The PPF is concerned that the asset used to back the contributions in ABC structures in the event of insolvency may be worth less than the value attributed to the income stream in the scheme’s accounts, resulting in an undeserved levy reduction.
To tackle this, the PPF plans to strip out the value of the ABC income stream from the s.179 values when the levy is calculated. To have the benefit of the ABC taken into account for levy purposes, annual certification will instead be required (as for contingent assets).
If the ABC is certified, credit will be given for the underlying asset value or the value of the income stream, whichever is lower.
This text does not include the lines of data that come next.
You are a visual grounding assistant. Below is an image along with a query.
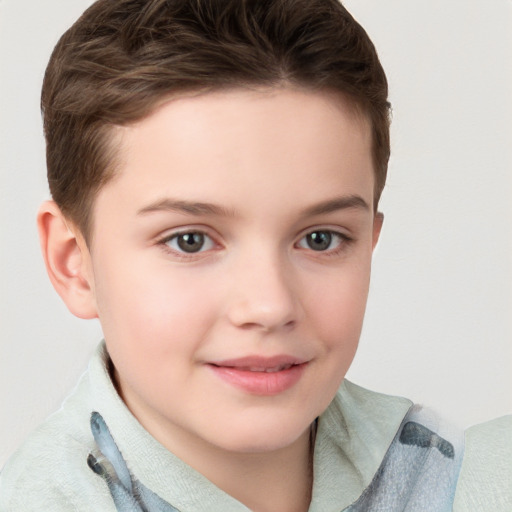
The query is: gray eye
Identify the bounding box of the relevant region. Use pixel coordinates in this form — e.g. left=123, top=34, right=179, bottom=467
left=298, top=229, right=347, bottom=252
left=166, top=231, right=213, bottom=254
left=306, top=231, right=333, bottom=251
The income stream value must be reassessed each year, but the underlying asset will only need to be revalued every three years.
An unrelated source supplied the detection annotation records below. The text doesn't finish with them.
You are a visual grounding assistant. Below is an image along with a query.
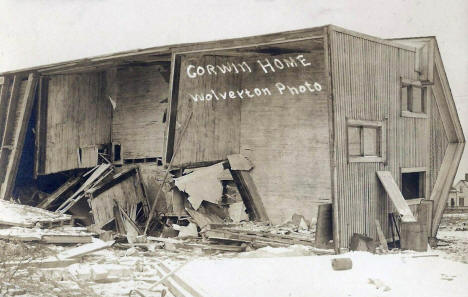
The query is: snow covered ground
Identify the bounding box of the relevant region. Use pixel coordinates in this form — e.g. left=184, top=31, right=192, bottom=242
left=178, top=252, right=468, bottom=297
left=1, top=214, right=468, bottom=297
left=435, top=213, right=468, bottom=262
Two important points to note:
- Only ABCs backed by assets of the same kind as would currently be acceptable as Type B contingent assets will be accepted by the PPF. In practice, this means that only ABCs based on UK property assets will be recognised for levy purposes.
- Where schemes have already submitted a deficit reduction certificate in respect of an existing ABC, that certificate will be disapplied in its entirety. So if the certificate also covered other contributions (eg. recovery plan payments), schemes will need to recertify those contributions.
Is anything else changing?
The Consultation also addresses two other material potential changes.
First, Type A contingent assets (unsecured parent / group company guarantees) are changing so that:
- In future, trustees will have to certify a fixed amount which they consider the guarantor will be able to meet in the event of employer insolvency: the option to certify more generally that the guarantor can meet its obligations will be removed. Credit will only be given for the fixed amount when the levy is calculated; and
- The guarantor’s insolvency risk rating will be adjusted to take account of the fact that it has given the guarantee. (If the guarantor participates in the scheme itself, this change would apply only to its risk score as guarantor, not as employer.)
Secondly, a couple of changes are proposed in relation to last-man standing schemes:
- Following several cases where the PPF has found that schemes have been wrongly categorised (and so wrongly taken advantage of the current 10% reduction in the risk-based levy for last-man standing schemes), trustees will need to confirm that they have legal advice that the scheme is a last-man standing arrangement; and
- The scheme-structure factor applied to a last-man standing scheme for associated employers is to change, with the insolvency risk for each employer being weighted according to the number of members attributable to that employer.
How would this affect your scheme?
These proposals could affect your PPF levy very significantly.
The PPF acknowledges that the new insolvency risk scoring model will produce winners and losers, since it results in a significant (though more even) redistribution of schemes across the ten levy bands. Some schemes may fall by 5 levy bands or more; equally, a lucky few will jump from band 10 to band 1.
Of those schemes seeing a material change to their levy, the PPF believes roughly 60% will see an improvement and 40% will experience a deterioration. Since the overall levy amount remains the same, the average increase for those schemes who fare worse under the new model will be rather larger than the average drop in levy for the ‘winners’. On the PPF’s estimates, the average increase is around 150%, but the average decrease is only 40%.
The consultation paper (plus annexes) contains a detailed impact assessment. However, employers (and trustees in relation to their sponsors) will want to obtain their indicative Experian scores and data and assess the likely impact on their own levy invoice. We expect that employers will contact their scheme’s trustees as a matter of urgency to ensure they get access to this information as soon as it is available.
In the challenge of getting to grips with the new model ahead of October 2014, employers and trustees also should not overlook the likely impact of the PPF’s other proposals. In particular, existing ABCs or Type A contingent assets may cease to be recognised in full or at all, which could have a serious knock-on effect on the size of PPF levies.